しかし、REITでは、多くの投資家から資金を集めるため、数万円程度の少額から投資が可能です。
また、個人でいくつかの不動産に分散投資(※)をするには、さらに多くの資金が必要になりますが、REITでは投資額にかかわらず、運用会社が分散投資をしてくれます。
下表にREITの最低投資額と、投資物件数の1例をまとめました。
REIT名 | 最低投資額(2018年10月24日現在) | 投資物件数 |
いちごホテルリート | 13万7200円 | 21 |
インベスコ・オフィス・ジェイリート投資法人 | 16万60円 | 18 |
さくら総合リート投資法人 | 8万9000円 | 17 |
(※1:分散投資とは、複数の資産に分けて投資することです。値下がりなどにより資産が減るリスクを分散する効果があります)
いちごホテルリート投資法人
インベスコ・オフィス・ジェイリート投資法人
さくら総合リート投資法人
インフレに強い
REITに投資するメリットは、インフレに強い点です。

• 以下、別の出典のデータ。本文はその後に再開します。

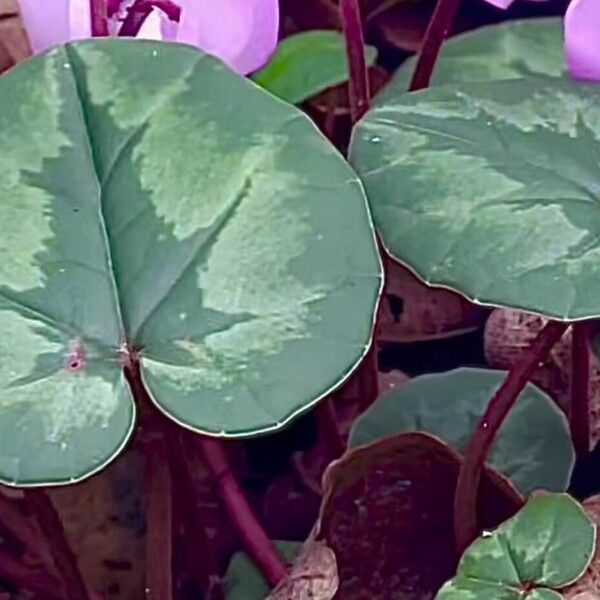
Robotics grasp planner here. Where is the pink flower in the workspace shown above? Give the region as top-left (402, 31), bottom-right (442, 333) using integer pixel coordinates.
top-left (565, 0), bottom-right (600, 81)
top-left (20, 0), bottom-right (279, 74)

インフレとは、商品やサービスの値段(物価)が上がり続けていく状態をいいます。
仮に、物価が1年で1%上昇した場合、現在保有している資産や給与も1%上がらなければ、資産は減っていくことになります。
一般的に不動産はインフレに強く、物価の上昇に伴い不動産の価格や賃貸料も上がると考えられるため、インフレへの対応が可能な投資資産だといえるでしょう。
経済情勢や天災などのリスク
REITには、経済や市場の影響による、以下のリスクがあります。
リスクの種類 | 詳細 |
価格変動リスク | 不動産の評価額や賃貸料が変動するリスク |
流動性リスク | 市場での不動産取引が減少した場合、不動産の評価額が変動するリスク |
信用リスク | 不動産投資法人の信用力や財務状況の悪化により、REITの価格が変動するリスク |
また、不動産は、実物資産が投資対象であるため、地震や火災といった災害による損失を被る可能性があります。これは、ほかの投資商品とは異なるREIT特有のリスクです。
REITの分配金利回りが高い理由
REITは、支払われる分配金が多い点も特徴です。ここでは、分配金の利回りが高い理由を解説します。
安定的な運用
REITの主な収入源は賃貸収入です。賃貸収入は定期的に得られるため、安定した利益を出せます。当然のことながら、投資する不動産に借り手が付かない場合は、賃貸収入は入りません。
しかし、REITは、運用のプロが市場や物件の調査を行い、多くの不動産に分散投資をしているため、空室となるリスクを抑え安定した賃貸収入が見込めます。
税制面での優遇
REITを運営する不動産投資法人は、不動産投資を目的として認められた法人です。そのため、配当可能利益の90%超を分配すれば、法人税がかからない税制優遇措置が受けられます。
この優遇措置により、税金を支払う前の利益を投資家に分配できるため、高い分配金の支払いが可能になります。
まとめ
REITは少額から投資ができ、インフレに強い点が特徴です。また、税制面の優遇が受けられることもあり、分配金の利回りが高いことが多くなっています。資産運用を検討している人は、REITを選択肢に加えてはいかがでしょうか。